On the back of his recently released autobiography, “What Does This Button Do?”, IRON MAIDEN frontman Bruce Dickinson is making a string of speaking appearances. On the tour, Dickinson is reading excerpts from his book, delivering slides and hosting a question-and-answer session in which fans can ask all the questions they have been dying to know about what it’s like to front one of music’s most iconic bands.

During his September 8 spoken-word gig at DR Koncerthuset in Copenhagen, Denmark, Dickinson was asked about his relationship with late DEEP PURPLE keyboardist Jon Lord. He responded (see video below): “Jon Lord was a wonderful gentleman, and we were close friends. And he sadly died of… He had pancreatic cancer, but he survived for a year and a half — much against what everybody had said would happen. And actually, at the end, he didn’t die of pancreatic cancer — he died, unfortunately, of some terrible blood collapse that happened with him, possibly as a result of treatment. But we had all kinds of crazy plans, including me going out on tour with him, singing DEEP PURPLE songs with an orchestra, which he was planning to do; that was one of the things we were planning to do. But it all got interrupted and canceled, and [it was] obviously very sad. He was a wonderful man.”
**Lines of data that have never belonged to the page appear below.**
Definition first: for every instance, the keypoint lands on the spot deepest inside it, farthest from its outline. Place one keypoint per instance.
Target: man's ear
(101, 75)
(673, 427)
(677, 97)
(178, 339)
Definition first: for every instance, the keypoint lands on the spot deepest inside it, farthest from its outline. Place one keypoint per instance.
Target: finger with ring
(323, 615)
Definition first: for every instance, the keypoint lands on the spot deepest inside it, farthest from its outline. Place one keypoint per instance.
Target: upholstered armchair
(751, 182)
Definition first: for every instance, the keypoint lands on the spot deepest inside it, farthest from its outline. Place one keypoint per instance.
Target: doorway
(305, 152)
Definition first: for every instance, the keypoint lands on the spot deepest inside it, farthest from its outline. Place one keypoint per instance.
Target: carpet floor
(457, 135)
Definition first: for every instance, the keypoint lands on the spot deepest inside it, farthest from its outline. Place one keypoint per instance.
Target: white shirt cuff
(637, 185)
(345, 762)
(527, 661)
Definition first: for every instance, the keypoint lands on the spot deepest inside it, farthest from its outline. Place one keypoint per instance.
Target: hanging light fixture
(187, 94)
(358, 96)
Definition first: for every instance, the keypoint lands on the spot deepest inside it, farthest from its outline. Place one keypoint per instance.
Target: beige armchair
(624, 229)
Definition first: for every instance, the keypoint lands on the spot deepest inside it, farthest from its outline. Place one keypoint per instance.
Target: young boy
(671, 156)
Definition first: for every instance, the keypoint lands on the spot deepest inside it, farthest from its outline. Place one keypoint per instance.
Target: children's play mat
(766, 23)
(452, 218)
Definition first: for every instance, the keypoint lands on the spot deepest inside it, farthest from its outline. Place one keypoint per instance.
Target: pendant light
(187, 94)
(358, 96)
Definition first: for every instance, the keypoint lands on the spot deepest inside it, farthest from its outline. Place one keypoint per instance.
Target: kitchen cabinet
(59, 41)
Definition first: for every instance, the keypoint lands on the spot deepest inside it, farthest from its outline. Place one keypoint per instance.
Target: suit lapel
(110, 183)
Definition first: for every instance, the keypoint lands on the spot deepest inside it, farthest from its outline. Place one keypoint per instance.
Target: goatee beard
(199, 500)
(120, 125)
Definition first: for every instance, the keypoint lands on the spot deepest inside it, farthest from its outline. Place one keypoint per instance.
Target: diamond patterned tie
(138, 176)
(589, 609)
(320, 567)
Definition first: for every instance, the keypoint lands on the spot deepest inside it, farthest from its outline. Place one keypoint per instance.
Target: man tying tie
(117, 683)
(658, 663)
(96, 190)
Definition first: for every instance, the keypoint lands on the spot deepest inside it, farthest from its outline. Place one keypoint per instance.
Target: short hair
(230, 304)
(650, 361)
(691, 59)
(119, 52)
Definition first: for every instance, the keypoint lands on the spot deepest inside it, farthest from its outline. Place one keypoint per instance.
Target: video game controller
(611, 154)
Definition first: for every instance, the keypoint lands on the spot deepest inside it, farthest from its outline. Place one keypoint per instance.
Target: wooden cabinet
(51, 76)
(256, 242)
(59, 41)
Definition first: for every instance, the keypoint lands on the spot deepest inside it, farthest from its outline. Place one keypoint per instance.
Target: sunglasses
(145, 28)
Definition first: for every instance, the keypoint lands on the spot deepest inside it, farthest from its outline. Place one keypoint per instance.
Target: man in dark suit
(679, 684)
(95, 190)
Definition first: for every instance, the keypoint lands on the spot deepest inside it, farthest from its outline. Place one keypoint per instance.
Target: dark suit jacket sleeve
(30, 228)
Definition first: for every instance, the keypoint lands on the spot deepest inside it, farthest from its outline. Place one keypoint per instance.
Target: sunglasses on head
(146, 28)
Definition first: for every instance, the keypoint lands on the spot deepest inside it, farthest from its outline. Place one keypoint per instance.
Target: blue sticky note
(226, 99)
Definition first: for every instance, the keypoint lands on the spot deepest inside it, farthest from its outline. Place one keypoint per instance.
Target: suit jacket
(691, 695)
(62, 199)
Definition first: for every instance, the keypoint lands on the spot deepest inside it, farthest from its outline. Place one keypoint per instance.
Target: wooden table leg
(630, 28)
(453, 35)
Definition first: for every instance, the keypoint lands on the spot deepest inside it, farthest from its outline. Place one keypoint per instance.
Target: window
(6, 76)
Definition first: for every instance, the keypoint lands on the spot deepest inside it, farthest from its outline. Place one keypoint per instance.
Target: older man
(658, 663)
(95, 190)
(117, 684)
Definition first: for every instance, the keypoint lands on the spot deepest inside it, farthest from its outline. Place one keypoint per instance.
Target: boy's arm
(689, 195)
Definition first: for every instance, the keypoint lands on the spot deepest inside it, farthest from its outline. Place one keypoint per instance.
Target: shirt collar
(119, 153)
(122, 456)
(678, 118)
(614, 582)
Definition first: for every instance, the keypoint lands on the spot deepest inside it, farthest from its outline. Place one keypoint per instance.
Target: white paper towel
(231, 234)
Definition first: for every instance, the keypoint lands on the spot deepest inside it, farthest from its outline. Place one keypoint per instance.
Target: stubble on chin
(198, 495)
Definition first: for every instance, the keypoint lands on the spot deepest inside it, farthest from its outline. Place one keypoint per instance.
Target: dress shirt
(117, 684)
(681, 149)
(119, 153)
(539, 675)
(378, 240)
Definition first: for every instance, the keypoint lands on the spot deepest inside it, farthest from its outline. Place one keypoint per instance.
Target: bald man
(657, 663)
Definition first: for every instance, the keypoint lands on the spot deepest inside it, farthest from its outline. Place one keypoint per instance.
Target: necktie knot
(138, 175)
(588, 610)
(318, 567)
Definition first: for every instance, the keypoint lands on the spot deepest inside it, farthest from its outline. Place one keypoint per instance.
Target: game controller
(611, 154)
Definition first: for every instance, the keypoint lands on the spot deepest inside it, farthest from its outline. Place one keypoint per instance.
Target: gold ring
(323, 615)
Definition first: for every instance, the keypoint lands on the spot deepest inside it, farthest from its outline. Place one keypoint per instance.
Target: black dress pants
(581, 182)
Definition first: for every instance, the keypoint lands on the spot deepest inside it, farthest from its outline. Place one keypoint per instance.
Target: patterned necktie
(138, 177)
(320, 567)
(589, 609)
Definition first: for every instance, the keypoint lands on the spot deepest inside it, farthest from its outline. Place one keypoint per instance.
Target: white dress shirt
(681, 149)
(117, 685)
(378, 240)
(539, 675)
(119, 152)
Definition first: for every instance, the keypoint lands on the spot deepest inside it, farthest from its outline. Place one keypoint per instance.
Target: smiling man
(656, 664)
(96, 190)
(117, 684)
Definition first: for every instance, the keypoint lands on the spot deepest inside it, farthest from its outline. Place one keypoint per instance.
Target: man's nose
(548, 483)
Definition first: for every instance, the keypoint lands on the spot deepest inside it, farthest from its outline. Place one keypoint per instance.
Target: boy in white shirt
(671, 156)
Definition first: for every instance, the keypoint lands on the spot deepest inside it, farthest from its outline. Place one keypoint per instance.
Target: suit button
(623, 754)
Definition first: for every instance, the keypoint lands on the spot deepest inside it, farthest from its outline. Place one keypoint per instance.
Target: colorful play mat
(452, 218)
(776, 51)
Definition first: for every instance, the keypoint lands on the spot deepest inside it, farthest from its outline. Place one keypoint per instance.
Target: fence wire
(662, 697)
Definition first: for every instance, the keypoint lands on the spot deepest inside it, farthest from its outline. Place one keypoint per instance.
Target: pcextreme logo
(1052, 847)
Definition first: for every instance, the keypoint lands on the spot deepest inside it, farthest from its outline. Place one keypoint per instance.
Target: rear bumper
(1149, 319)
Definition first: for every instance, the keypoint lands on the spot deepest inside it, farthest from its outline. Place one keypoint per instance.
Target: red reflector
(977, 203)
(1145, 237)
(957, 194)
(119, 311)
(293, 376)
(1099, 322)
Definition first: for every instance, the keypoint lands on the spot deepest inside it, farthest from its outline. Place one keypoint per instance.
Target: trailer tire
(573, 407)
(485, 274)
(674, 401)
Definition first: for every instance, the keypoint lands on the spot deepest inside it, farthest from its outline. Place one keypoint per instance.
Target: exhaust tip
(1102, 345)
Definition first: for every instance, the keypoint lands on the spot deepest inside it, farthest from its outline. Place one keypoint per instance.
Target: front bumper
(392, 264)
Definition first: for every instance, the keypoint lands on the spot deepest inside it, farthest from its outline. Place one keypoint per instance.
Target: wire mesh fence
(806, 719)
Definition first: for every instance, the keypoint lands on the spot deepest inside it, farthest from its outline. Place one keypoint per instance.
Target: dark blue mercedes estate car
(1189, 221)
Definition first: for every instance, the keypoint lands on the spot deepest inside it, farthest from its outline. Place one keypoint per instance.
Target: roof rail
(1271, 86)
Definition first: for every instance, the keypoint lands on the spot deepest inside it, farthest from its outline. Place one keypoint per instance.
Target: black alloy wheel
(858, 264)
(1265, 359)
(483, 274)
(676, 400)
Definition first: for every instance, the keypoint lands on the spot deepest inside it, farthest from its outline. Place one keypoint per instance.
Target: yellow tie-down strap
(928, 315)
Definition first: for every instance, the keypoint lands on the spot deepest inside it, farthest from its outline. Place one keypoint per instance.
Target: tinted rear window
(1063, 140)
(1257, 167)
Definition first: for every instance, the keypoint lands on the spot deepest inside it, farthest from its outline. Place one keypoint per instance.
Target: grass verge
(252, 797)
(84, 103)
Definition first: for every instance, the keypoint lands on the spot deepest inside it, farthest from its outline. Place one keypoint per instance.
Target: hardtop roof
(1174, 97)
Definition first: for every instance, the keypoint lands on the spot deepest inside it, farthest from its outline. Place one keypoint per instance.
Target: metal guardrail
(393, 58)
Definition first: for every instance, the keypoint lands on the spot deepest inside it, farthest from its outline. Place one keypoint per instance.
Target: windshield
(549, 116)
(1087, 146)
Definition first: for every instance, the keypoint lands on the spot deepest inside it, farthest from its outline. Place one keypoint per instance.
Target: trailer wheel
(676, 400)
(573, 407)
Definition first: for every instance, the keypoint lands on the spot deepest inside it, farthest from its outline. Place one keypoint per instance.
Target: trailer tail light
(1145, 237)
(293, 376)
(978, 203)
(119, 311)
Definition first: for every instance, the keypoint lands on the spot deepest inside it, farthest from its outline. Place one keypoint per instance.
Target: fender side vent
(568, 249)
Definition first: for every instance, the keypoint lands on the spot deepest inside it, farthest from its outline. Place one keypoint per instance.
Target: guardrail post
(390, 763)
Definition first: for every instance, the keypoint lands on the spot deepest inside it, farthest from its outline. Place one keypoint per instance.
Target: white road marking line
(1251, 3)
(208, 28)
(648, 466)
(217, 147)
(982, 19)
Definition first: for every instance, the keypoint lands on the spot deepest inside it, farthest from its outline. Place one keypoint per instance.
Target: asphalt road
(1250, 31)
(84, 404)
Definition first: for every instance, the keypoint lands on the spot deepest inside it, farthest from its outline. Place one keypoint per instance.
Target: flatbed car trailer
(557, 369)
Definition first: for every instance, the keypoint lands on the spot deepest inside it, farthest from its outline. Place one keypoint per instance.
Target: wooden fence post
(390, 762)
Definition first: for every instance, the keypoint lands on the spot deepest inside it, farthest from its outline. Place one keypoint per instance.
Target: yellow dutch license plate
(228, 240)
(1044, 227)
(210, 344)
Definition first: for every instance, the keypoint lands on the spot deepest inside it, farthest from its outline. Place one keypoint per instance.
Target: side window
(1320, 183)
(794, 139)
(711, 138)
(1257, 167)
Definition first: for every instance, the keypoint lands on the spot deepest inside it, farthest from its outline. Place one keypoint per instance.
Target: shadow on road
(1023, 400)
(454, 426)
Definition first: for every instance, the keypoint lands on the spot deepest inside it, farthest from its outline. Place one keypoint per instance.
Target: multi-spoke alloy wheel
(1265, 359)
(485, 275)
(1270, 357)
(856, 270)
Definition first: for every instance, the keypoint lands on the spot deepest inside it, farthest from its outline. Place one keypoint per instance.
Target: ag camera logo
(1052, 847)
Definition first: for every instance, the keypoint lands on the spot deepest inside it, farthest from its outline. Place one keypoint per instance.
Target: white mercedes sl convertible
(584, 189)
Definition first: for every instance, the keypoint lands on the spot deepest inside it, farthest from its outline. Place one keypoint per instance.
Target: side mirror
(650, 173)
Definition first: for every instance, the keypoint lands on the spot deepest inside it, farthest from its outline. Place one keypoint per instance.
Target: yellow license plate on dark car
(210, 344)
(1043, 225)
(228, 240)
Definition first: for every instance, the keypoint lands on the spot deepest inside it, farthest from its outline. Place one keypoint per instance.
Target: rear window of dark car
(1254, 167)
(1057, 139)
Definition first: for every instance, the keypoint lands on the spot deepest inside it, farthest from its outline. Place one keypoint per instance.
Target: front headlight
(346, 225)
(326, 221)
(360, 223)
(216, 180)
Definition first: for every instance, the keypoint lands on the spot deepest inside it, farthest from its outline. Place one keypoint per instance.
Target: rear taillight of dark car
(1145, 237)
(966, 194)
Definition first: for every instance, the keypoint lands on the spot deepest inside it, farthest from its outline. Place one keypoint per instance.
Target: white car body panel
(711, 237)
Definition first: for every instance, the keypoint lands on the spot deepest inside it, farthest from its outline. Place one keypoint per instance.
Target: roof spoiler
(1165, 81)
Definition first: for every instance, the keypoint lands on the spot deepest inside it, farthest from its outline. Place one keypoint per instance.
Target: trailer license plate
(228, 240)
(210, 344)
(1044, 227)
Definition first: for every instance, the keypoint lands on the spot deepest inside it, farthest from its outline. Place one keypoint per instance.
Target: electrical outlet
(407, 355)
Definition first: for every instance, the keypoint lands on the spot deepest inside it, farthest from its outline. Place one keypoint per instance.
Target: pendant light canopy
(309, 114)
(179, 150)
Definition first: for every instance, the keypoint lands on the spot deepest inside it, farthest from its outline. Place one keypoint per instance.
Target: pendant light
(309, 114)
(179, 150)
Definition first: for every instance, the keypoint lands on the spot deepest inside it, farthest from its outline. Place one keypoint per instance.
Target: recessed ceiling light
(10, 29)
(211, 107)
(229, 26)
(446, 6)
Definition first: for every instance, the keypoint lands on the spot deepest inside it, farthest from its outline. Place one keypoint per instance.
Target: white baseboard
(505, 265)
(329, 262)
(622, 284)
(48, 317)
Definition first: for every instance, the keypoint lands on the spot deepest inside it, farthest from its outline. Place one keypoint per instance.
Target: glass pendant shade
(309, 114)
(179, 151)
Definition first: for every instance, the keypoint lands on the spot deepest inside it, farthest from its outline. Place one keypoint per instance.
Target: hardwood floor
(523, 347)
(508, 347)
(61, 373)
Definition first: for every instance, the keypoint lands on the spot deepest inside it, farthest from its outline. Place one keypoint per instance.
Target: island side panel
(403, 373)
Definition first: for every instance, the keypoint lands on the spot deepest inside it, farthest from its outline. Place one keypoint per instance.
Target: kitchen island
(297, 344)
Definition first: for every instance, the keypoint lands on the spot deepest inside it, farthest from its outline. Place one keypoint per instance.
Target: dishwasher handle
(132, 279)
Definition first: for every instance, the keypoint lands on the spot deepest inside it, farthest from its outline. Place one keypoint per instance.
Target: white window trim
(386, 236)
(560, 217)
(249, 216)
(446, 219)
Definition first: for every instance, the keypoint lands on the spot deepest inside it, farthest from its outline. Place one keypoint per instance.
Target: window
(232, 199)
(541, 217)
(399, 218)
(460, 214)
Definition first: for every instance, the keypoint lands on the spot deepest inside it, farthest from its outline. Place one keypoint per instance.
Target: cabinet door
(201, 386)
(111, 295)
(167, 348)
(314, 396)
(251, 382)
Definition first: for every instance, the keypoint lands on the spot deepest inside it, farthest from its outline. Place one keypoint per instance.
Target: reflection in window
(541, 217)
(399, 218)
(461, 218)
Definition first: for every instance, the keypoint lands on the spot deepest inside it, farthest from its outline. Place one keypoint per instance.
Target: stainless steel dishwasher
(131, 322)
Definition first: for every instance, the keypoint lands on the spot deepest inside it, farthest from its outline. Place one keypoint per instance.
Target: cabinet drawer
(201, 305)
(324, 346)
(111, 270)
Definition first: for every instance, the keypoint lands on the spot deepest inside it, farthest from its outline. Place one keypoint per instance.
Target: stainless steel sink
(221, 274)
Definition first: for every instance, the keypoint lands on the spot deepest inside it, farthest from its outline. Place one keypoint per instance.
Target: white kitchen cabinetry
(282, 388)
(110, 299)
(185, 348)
Asked if he could ever consider doing IRON MAIDEN as a classical music concert, i.e. with a symphony orchestra, Dickinson replied: “It’s been tried a lot by all kinds of people, many of whom I respect, and, to be really honest with you, I don’t think it works. I think it might work for the odd specific song — for example, ‘Empire Of The Clouds’, my thing, has kind of got orchestra all over it. But that’s just one song, and that was written specifically with that kind of thing in mind. And I can see that working under certain circumstances, but that’s only one song. And the problem with orchestras is what do you do with them when they’re not in use? Which is actually quite a lot of songs, if they’re gonna be really proper rock and roll-type songs.”

“What Does This Button Do?”, landed at No. 10 on the New York Times “Hardcover Nonfiction” best sellers list. It was released in the U.S. last October via Dey Street Books (formerly It Books), an imprint of HarperCollins Publishers.

Dickinson joined IRON MAIDEN in 1981, replacing Paul Di’Anno, and made his recording debut with the band on the 1982 album “The Number Of The Beast”. He quit the band in 1993, pursuing several solo projects, and rejoined in 1999.

Dickinson, who turned 60 last month, has several other interests beyond music. He is a licensed commercial pilot and owns an aviation company. He has written other books, done some acting and brewed beer.

In 2015, he completed a round of chemotherapy for a tumor on the back of his tongue and was given a clean bill of health.